People Within Reach spotlights the staff whose work supports candidates, strengthens partnerships, and advances Reach University's mission.
Two Decades in Adult Education Led Her Here
Metoka Welch holds a doctorate in counseling and counselor education from the University of North Carolina at Greensboro, a master’s degree in mental health counseling from Wake Forest University, and two undergraduate degrees in English and psychology from UNC-Chapel Hill. A licensed mental health counselor, she spent more than two decades building graduate programs at organizations such as Walden University and Southern New Hampshire University, among others, before joining Reach. Behind an impressive résumé is a guiding question: What does it take to truly see and help a person grow?
Welch knows what it means to have someone see her potential and name it out loud. During her master's program, after a presentation, her professor, Dr. Simington, told her she needed to pursue her doctorate. She had considered it, but his encouragement named her potential. In the following months, Dr. Simington became her first mentor, helping her think through the next steps. "I carry that moment with me," she said. "It reminds me what it means to truly see a student."
Now, as leader of the Apprenticeship College of Health, Welch carries the belief that the right person, at the right moment, can change someone's life. Before Reach, Welch worked with adult learners already actively serving their communities. Her counselor training balanced coursework with hands-on practice, an approach that stuck. She joined Reach because its model aligned with her belief: work-based learning and formal degrees can coexist.

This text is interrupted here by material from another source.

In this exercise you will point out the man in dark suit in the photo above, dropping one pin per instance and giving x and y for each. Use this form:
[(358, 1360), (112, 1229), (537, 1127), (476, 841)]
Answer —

Building the Apprenticeship College of Health
Welch is finalizing details for ACH's start by preparing candidate orientation, creating a new faculty orientation for Professors of Practice, and meeting twice a week with the ACHIEVE team, a partnership between Reach and the Training Fund. Simultaneously, she is building stackable Bachelor of Arts and Master of Arts programs on top of the Associate of Arts to create a full healthcare career pathway. "It is so cool to pull these puzzle pieces together," she said, "and to consider certificates and specializations as add-ons." For Welch, centering the learner in every decision is paramount, with colleges, employers, and communities working towards a shared goal. True partnership keeps candidates’ experiences at the forefront, a standard integral to ACH’s design and operations.
Who ACH is Built For
What grounds her is who ACH serves: working adults pursuing careers in substance use disorder services, many of whom have personal connections to the work. "Many carry personal experience with substance use disorders," Welch said, "so this work is more than a professional pathway: it's a calling."
That framing matters. The people walking into ACH aren't just looking for a credential — they're looking for a program that takes them seriously. Building something that does that for candidates who have often been underserved by traditional higher education seems to be a common theme throughout her career. She's also clear that none of this happens alone. ACH was built through genuine cross-functional collaboration among Reach, the Training Fund, employer partners, and the communities from which these candidates come. For Welch, growing and succeeding together isn’t just a value, but the operating model—a way of life.
Turning Jobs into Healthcare Degrees, One Candidate at a Time
For Welch, success isn’t about metrics but about the ripple effect: candidates earn healthcare apprenticeship degrees, step into professional roles, and bring something real to the communities that need it most. "That’s what getting it right looks like."Welch is already planning for ACH’s sustainability and growth beyond launch. In five years, she hopes candidates will say their degree was just the beginning—that they're debt-free, doing meaningful work, strengthening communities, and, like her, were truly seen. Long-term vision while managing a live launch is what owning the work and outcome looks like. "This position keeps me smiling and busy," Metoka says with a grin.